Risiken und Nebenwirkungen

Genau das wird beim Coolsculpting-Workshop in London deutlich. Schon die Handhabung einer Schablone, die es vereinfachen soll, das zu behandelnde Areal zu kennzeichnen, wird zum Problem. Andere beschäftigen sich bei der Demo des neuen Tools, das die Anwendungsdauer und das Ansaugvolumen reduzieren und den Sitz des Applikators verbessern soll, mit ihrem Handy. Unsere Anmerkung, dass die Mimik der Testperson beim Probelauf sehr „eisig“ zuckt (das Gerät erzeugt erst ein starkes Vakuum, bevor der Frost einsetzt), kommentiert eine Ärztin lässig: „Ach, das tut nicht wirklich weh.“ Susanne Steinkraus kennt das Manko: „Gerade im Bereich der Ästhetik ist es wichtig, über die Möglichkeiten, aber auch Grenzen eines Verfahrens aufzuklären.
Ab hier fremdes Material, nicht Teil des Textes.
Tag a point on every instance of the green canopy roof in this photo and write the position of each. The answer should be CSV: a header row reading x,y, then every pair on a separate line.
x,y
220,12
Auch mögliche Nebenwirkungen wie Schmerzen oder Hämatome dürfen nicht unerwähnt bleiben. Das Vertrauen zwischen Arzt und Patient steht an erster Stelle. Es ist Aufgabe des Arztes, kritisch Patienten auszuwählen, die für dieses Verfahren geeignet sind. Dann funktioniert es und Patient und Behandler sind zufrieden.“ 

Kontakt-Aufnahme: Coolsculpting ist eine Einsteiger-Behandlung

Es ist also noch ein langer Weg hin zu den 29,8 Millionen potenziellen Kunden, die mit Coolsculpting erreicht werden sollen. Und der verläuft über die Zufriedenheit der Anwender – denn nur wenn ein Kunde Erfolge nach dieser Fett-weg-Methode sieht, erzählt er anderen davon und kommt wieder in die Praxis. Coolsculpting soll nämlich noch einen weiteren – nicht unerheblichen – Effekt haben: Es gilt als „Türöffner“-Behandlung für andere ästhetische Eingriffe am Körper und stellt somit oftmals den ersten Kontakt zur Body-Optimierung dar.